Much like the ‘blow-hot-blow-cold’ political relations between India and Pakistan, HI and PHF too pour out their litany of charges ever so often it seems they keep their list of grievances ready even before any difference of opinion emerges.
On Monday, Hockey India again raised its demand for an unconditional apology from the PHF for the unprofessional behaviour of its players during the 2014 Champions Trophy in Bhubaneswar. Pakistani players had taken off their shirts and made obscene gestures at spectators after defeating India in the semifinals.
Knowing the limit
Players taking off their jerseys on a football ground is something we have seen countless times, not to forget Sourav Ganguly’s shirt-waving from the Lord’s balcony in 2002 to tell the world India can no longer be intimidated. However, offensive gestures are in bad taste, and should be condemned.

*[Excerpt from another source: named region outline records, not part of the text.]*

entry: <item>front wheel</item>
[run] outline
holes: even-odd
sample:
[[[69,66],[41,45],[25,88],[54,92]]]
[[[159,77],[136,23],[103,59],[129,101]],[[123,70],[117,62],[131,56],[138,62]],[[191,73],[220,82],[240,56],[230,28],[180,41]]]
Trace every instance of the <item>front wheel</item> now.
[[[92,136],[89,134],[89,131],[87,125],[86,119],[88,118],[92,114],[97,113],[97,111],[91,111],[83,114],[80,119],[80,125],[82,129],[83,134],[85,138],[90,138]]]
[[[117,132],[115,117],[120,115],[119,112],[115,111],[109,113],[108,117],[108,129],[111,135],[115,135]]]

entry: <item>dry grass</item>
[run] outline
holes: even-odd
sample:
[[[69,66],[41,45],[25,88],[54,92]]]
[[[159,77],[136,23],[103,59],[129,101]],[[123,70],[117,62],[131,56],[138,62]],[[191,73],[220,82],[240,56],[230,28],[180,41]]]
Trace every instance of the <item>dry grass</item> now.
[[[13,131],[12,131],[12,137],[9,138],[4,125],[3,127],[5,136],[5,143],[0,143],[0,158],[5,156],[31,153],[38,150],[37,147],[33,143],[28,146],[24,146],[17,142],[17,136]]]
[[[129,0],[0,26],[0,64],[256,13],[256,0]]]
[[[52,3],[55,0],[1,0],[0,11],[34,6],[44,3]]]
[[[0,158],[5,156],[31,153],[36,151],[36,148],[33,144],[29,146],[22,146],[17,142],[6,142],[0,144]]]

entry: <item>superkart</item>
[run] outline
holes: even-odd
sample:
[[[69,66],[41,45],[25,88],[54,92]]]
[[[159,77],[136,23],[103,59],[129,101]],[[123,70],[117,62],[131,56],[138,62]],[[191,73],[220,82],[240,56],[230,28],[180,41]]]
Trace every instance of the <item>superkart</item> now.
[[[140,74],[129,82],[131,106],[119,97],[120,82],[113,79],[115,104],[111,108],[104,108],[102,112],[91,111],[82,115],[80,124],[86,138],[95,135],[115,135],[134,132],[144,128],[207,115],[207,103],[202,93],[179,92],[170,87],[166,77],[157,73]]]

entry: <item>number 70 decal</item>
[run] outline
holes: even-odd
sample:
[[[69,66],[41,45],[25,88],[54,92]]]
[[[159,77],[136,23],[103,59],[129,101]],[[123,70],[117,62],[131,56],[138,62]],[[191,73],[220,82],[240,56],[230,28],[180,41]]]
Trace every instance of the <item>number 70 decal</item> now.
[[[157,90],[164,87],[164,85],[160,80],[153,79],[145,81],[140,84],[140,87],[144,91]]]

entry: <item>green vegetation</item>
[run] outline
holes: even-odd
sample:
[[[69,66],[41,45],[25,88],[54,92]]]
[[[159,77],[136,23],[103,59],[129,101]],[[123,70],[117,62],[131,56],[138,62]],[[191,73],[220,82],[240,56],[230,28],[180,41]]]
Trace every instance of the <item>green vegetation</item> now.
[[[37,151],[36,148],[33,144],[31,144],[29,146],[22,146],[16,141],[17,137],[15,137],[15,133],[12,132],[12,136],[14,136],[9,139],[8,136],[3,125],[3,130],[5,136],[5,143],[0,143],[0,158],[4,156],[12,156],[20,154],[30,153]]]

Pakistan hockey has already suffered a lot because of that.
Today, none of their players are allowed to play in the lucrative Hockey India League (HIL) and bilateral series between the two countries has remained discontinued for ages.
Sufferings give rise to outpourings but PHF secretary Shahbaz Ahmad’s allegations his team was denied participation in the junior World Cup in Lucknow late last year because of the Bhubaneswar incident is more a knee-jerk reaction, giving vent to frustration.
Batra may have quit as HI president to take up the global role, but he still has enough clout in the national body to dictate the dos and don’ts.
While it was unfortunate Shahbaz Ahmad chose to raise an issue that was ‘sorted’ at the FIH Congress at Dubai last November, where Batra was unanimously elected president in a three-horse race, the Indian administrator should also see the bigger picture --- of promoting and popularising the game --- than trying to ‘discipline’ a federation for its comments.
The PHF secretary’s remarks could have been more out of frustration as his players have been in hockey wilderness for a long time now. The Pakistan team has struggled with scant finances for a while now.
Shahbaz, before making such a sweeping statement, should have known it was the PHF that had erred in completing their visa formalities for the junior World Cup. Pakistan’s non-participation last year was a matter of rules and regulations “regarding visa applications and other formalities not being adhered to within the stipulated period of time”.
However, Batra, who now plays a far bigger role in hockey administration, should not push for an ‘unconditional apology’ and instead look at ways to integrate Pakistan hockey with the mainstream. It will not just be good for India but for world hockey as well, as we all have seen – and heard – about the wizardry of players from the two countries.